Kapitel 2

309 36 31
                                    

Ein Blick in den Spiegel genügte, um zu sehen, wie ungeordnet und chaotisch mein Leben momentan verlief. Das enganliegende, blaue Kleid, das ich vor einem Monat gekauft hatte, war nunmehr alles andere als enganliegend. Egal, wie sehr ich versuchte, das Kleid zurecht zu rücken, es wirkte falsch und aufgesetzt an mir. Die Blässe, die vor wenigen Wochen meinen Körper geziert hatte, war unwiderruflich einem Goldton gewichen.
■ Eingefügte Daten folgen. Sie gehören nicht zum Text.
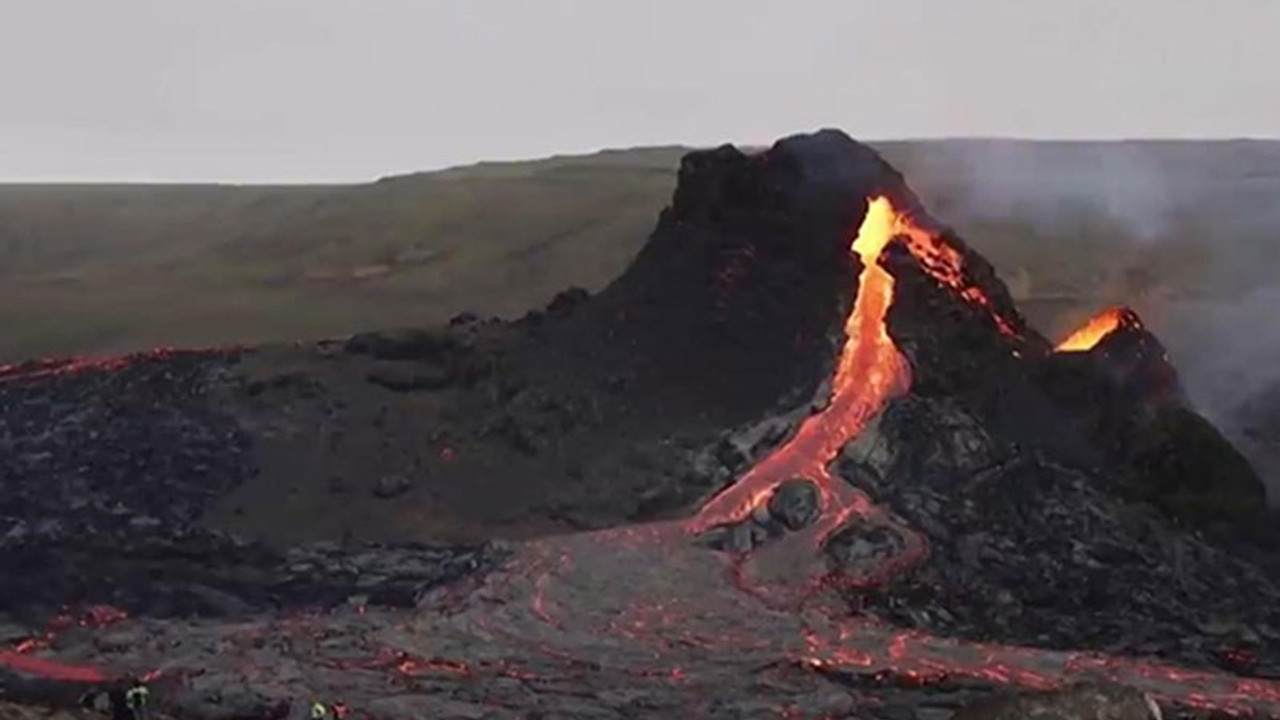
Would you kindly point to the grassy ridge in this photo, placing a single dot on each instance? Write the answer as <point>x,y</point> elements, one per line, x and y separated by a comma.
<point>117,268</point>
Die Ringe unter meinen Augen, die trotz reichlich Makeup immer noch hervorlugten, deuteten an, wie viele Nächte ich mit dem Buch und meinen eigenen Experimenten verbracht hatte. Das Schlimmste jedoch war das Nest auf meinem Kopf, das ganz und gar nicht nach Hollywood schrie.

Ein leiser Seufzer entwich meinen Lippen, als ich daran dachte, wessen Schuld das war.

Seit der Auseinandersetzung mit Suz hatte ich es nicht übers Herz gebracht, mich bei ihr zu melden. Auch von ihr war seitdem kein Lebenszeichen zu mir durchgedrungen. Ich lächelte ob unserer Sturheit. Seit ich denken konnte hatte Suz mich für wichtige Anlässe frisiert und meine lockige Mähne in so manch wunderschöne Frisuren verwandelt. Jetzt musste ich damit rechnen, dass Suz nicht einmal mehr auf meine Vernissage kommen würde. Damit bestand die Möglichkeit, dass die körperliche Veränderung meinerseits nicht die einzige Änderung in meinem sonst von Konstanten geprägten Leben darstellen würde.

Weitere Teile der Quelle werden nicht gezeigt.